Círculo de compensação e telemóveis nas escolas
Outra pergunta para todos, a propósito dos 50 anos do 25 de Abril: concorda com a introdução de um círculo nacional de compensação? Com mais ou menos ressalvas, todos os partidos à esquerda se mostraram disponíveis para fazer essa "reflexão", incluindo o PS.
Luís Montenegro colocou mais reservas. “É mais importante reforçar a representatividade dos ciclos com menor representação”, defende. Já a IL dá “um sim claro” à introdução de um círculo nacional de compensação.
Questionados ainda sobre o uso de telemóveis nas escolas, o BE considera que devem existir limitações" e Portugal deve pensar "sobre dar um passo atrás" para que se mantenha o princípio de que o "recreio deve ser para conviver".
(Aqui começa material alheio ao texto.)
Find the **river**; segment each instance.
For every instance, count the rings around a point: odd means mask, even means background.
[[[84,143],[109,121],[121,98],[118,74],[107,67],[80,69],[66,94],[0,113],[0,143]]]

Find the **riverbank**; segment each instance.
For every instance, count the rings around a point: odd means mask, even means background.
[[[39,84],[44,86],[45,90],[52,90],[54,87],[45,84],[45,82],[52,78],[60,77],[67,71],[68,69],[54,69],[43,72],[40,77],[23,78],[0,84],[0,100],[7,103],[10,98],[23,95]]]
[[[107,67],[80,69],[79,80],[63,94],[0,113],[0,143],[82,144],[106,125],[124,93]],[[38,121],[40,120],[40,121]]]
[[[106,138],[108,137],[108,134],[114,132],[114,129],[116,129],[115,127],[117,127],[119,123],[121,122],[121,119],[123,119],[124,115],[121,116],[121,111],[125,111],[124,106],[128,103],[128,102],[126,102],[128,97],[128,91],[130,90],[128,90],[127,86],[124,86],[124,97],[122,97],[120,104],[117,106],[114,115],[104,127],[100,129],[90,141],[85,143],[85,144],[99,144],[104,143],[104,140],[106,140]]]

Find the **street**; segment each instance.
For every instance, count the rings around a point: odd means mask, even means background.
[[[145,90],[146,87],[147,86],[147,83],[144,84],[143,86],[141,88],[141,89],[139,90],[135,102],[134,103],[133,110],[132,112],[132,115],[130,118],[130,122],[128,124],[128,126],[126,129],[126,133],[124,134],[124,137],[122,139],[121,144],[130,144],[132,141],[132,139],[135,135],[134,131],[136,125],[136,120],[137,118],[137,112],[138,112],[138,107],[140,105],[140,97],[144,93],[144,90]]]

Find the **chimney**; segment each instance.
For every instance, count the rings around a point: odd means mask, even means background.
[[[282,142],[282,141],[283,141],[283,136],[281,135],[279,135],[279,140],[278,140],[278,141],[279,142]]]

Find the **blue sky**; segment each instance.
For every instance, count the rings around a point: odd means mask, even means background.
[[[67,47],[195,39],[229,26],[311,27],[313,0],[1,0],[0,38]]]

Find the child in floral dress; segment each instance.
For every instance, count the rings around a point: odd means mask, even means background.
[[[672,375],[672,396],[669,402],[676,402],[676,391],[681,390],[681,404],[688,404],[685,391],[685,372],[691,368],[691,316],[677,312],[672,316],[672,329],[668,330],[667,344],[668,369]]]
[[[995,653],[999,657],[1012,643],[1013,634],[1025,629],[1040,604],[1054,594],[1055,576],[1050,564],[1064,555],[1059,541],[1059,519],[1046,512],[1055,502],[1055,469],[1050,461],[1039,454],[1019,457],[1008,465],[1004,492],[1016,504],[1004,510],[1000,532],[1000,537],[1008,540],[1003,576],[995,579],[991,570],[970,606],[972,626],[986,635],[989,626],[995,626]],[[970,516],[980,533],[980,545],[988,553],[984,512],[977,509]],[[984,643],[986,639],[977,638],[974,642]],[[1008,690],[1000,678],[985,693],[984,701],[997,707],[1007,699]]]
Luís Montenegro admite que está "90% de acordo com o que disse Mariana Mortágua", enquanto Paulo Raimundo afirma que "têm de ser feitas opções". Para Rui Tavares, "por precaução" a limitação "pode fazer sentido".
Pedro Nuno Santos é claro: "Sim". Em sentido contrário, Rui Rocha defende que a decisão deve “partir das escolas". Já Inês Sousa Real não responde e clarifica que o partido quer que a tecnologia esteja aliada aos princípios ambientais.